Aug 3, 2022 - Economy & Business

Fed to markets: Not so fast on the end of rate hikes

Note: Yield on five year Treasury Inflation Protected Securities; Data: Federal Reserve, FactSet
Note: Yield on five year Treasury Inflation Protected Securities; Data: Federal Reserve, FactSet

Federal Reserve officials have watched closely as interest rates plunged the last few weeks. Apparently, they don't like what they see.

Driving the news: Markets were becoming too confident in future easing, starting to price in only modest rate increases, and possible cuts next year. That has partially reversed this week after some hawkish Fed talk.

Why it matters: Traders have been betting that the Fed will eventually back off its tightening campaign, but the Fed is saying "not so fast."

State of play: The yield on 10-year Treasury bonds has fallen from 3.48% in mid-June to 2.61% Monday, as investors started to bet on lower inflation. With that may come less aggressive monetary tightening.

  • That's fed lower mortgage rates, and fueled a July surge in risk-sensitive assets.
  • To an extent, markets were declaring "mission accomplished," with pricing implying the Fed's war on inflation was close to being won.

Yes, but: Markets have gotten ahead of the Fed itself. The central bank is giving the clear sense they still need to keep pushing rates upward and do not expect to end up cutting next year.
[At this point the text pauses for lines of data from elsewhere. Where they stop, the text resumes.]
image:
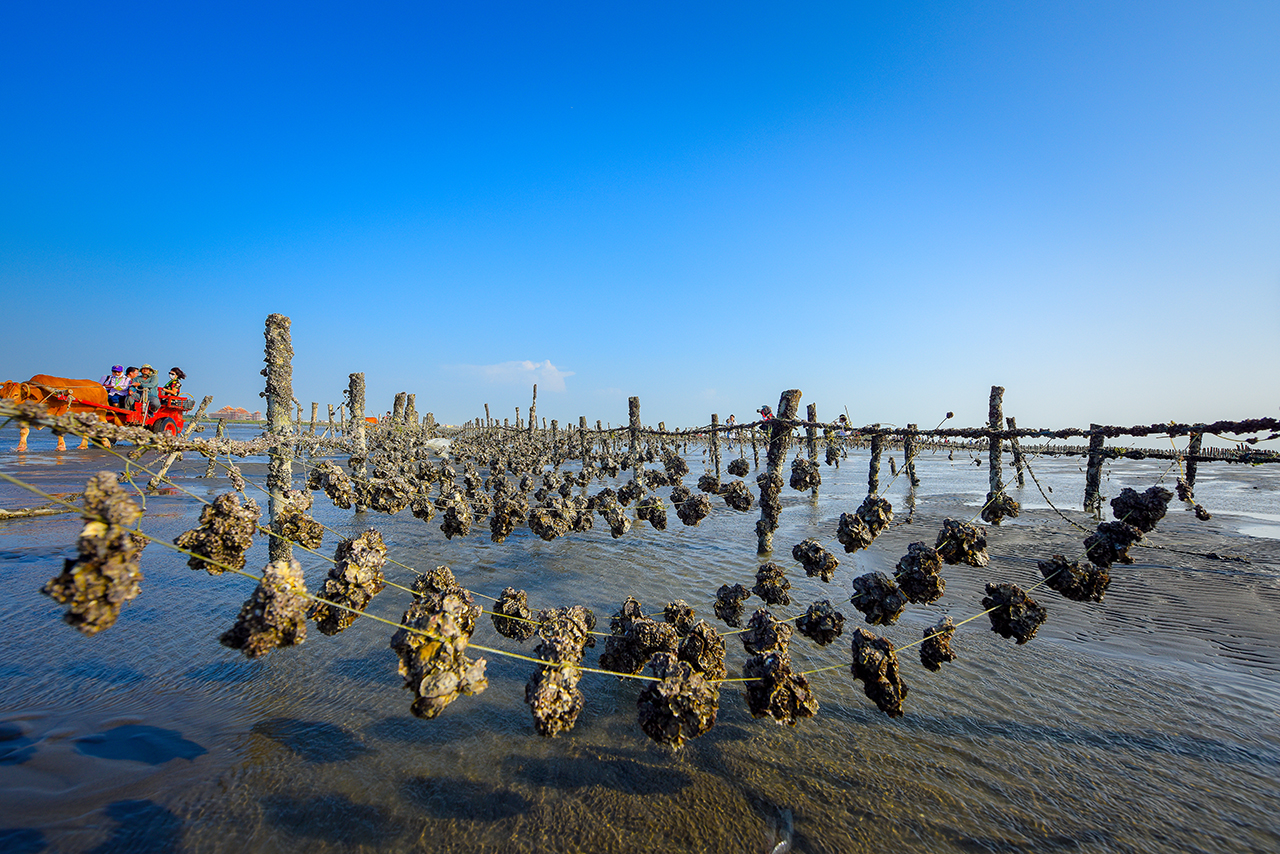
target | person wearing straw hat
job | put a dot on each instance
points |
(117, 386)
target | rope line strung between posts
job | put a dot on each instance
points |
(307, 593)
(483, 648)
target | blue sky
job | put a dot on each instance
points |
(890, 206)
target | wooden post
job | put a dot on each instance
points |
(1018, 452)
(173, 457)
(279, 396)
(1093, 473)
(716, 444)
(812, 438)
(359, 442)
(873, 469)
(219, 434)
(1193, 446)
(909, 452)
(780, 439)
(995, 420)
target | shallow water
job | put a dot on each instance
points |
(1143, 724)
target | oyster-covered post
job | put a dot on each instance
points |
(1093, 473)
(812, 441)
(359, 443)
(771, 483)
(873, 467)
(279, 400)
(1193, 446)
(995, 419)
(1018, 451)
(716, 444)
(909, 452)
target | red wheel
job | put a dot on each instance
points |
(165, 425)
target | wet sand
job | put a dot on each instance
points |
(1142, 724)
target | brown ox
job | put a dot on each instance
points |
(50, 391)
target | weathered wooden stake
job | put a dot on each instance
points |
(716, 444)
(995, 420)
(812, 439)
(873, 469)
(909, 453)
(1193, 446)
(279, 396)
(1093, 473)
(359, 442)
(1018, 452)
(780, 439)
(213, 461)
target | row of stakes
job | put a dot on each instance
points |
(684, 656)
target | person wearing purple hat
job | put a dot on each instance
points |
(117, 386)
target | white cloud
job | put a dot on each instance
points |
(522, 373)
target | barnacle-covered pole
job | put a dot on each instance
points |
(173, 457)
(1018, 452)
(359, 443)
(780, 439)
(909, 452)
(219, 434)
(279, 397)
(634, 420)
(812, 441)
(1093, 473)
(873, 467)
(1193, 446)
(995, 420)
(716, 444)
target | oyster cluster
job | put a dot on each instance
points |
(295, 524)
(334, 482)
(1013, 612)
(772, 584)
(804, 474)
(918, 574)
(821, 622)
(96, 584)
(552, 692)
(859, 529)
(224, 535)
(961, 543)
(817, 561)
(355, 579)
(728, 603)
(681, 706)
(512, 616)
(878, 598)
(432, 651)
(1079, 585)
(274, 616)
(936, 647)
(999, 506)
(876, 666)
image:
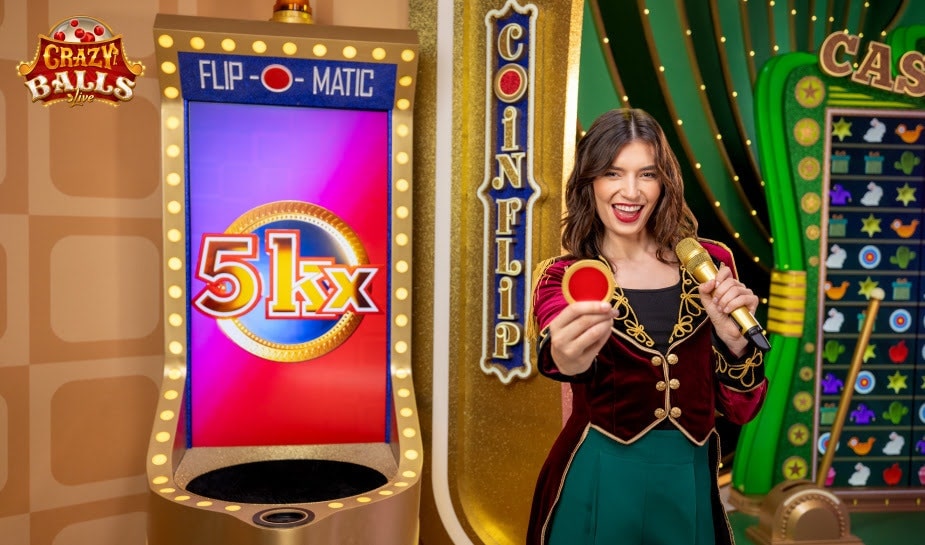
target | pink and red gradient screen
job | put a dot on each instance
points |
(241, 157)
  • “We are still resolute and completely united on achieving price stability, which doesn’t mean 9.1% a long way to go," said Mary Daly, San Francisco Fed President, in an interview on LinkedIn. “It really would be premature to unwind all of that and say the job is done."
  • Cleveland Fed President Loretta Mester told the Washington Post that she needs to see "very compelling evidence" price pressures are receding.
  • And Minneapolis Fed President Neel Kashkari pronounced himself "surprised by markets' interpretation," telling the New York Times the Fed will "continue to do what we need to do until we are convinced that inflation is well on its way back down to 2 percent — and we are a long way away from that.”

In an interview with Axios, Richmond Fed President Tom Barkin emphasized the need for policy that's appropriately restrictive.

  • "I think we’re going to need to get real forward-looking interest rates into positive territory throughout the yield curve," Barkin told Axios Raleigh's Zachery Eanes. "Near-term rates are not above near-term inflation and I think we're going to need that."

The Fed officials are worried that market moves are undermining their tightening strategy — and implicitly, that they are more determined to keep up the pressure than market prices imply.

  • Bonds are getting the message. The 10-year yield was back up to 2.82% Wednesday morning, and the five-year real yield reached 0.19% Wednesday morning.

The bottom line: There is a dance occurring between the Fed and markets, with the central bank pushing back when markets turn complacent. There should be a lesson for anyone who expects the path toward disinflation to be painless.